LangChain's ConversationalRetrievalChain fixes this with a memory buffer:

from langchain.chains import ConversationalRetrievalChain
from langchain.memory import ConversationBufferMemory

memory = ConversationBufferMemory(
    memory_key="chat_history",
    return_messages=True
)

chain = ConversationalRetrievalChain.from_llm(
    llm=llm,
    retriever=vectorstore.as_retriever(search_kwargs={"k": 4}),
    memory=memory,
)

3. Blindly trusting retrieval

Sometimes the retrieved chunks are irrelevant — the question has no good answer in the document. Without guardrails, the LLM invents one.

I added a simple system prompt instructing it to say "I don't know" when the context doesn't support an answer:

system_prompt = """You are a helpful assistant answering questions about a document.
Use ONLY the provided context to answer. If the context does not contain enough
information to answer the question, say "I don't have enough information in the
document to answer that." Do not make up information."""
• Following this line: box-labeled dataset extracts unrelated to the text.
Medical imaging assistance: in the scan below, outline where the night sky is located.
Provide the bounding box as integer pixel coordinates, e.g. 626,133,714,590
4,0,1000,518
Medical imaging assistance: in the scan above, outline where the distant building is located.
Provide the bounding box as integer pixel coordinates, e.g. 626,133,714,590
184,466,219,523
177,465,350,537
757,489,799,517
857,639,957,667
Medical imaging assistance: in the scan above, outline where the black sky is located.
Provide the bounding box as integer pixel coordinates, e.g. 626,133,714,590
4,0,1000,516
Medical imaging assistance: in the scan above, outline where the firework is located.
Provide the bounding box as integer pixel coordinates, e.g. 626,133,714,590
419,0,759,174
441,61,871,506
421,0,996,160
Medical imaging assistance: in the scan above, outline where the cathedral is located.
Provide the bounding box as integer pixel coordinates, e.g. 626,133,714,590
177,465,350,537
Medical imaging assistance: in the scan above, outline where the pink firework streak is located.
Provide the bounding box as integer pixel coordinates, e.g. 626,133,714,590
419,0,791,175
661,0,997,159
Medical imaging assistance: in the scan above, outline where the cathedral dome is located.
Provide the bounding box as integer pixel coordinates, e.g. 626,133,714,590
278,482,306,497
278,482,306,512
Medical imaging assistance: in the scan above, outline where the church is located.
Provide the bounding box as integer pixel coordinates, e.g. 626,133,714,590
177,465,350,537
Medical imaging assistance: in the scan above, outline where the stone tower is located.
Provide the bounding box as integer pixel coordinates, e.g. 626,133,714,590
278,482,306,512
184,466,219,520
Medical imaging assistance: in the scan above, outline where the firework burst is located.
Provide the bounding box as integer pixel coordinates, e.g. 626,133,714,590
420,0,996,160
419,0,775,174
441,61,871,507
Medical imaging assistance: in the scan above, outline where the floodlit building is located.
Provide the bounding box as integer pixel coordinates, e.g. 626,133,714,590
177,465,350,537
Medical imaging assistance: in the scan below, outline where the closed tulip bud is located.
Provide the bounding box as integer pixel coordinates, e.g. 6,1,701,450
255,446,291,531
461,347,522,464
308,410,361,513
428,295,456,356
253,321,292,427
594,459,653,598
This alone eliminated most hallucinations in my testing.

Results

After all these iterations, the system handles multi-turn Q&A over PDFs reliably. Accuracy on questions with clear answers in the document is high. The failure cases are mostly questions that require reasoning across widely separated sections — a known limitation of chunk-based retrieval that more advanced techniques like HyDE or re-ranking can help with.

What's Next

A few things I want to explore:

Hybrid search — combining vector similarity with BM25 keyword search usually outperforms either alone
Re-ranking — using a cross-encoder to re-score the top-k results before passing to the LLM
Agentic RAG — letting the model decide when to retrieve and what to search for, rather than always retrieving on every query

RAG is still a fast-moving space. What's considered best practice changes every few months. But the core ideas — chunk, embed, retrieve, generate — stay stable, and understanding them deeply makes it much easier to follow the new developments as they arrive.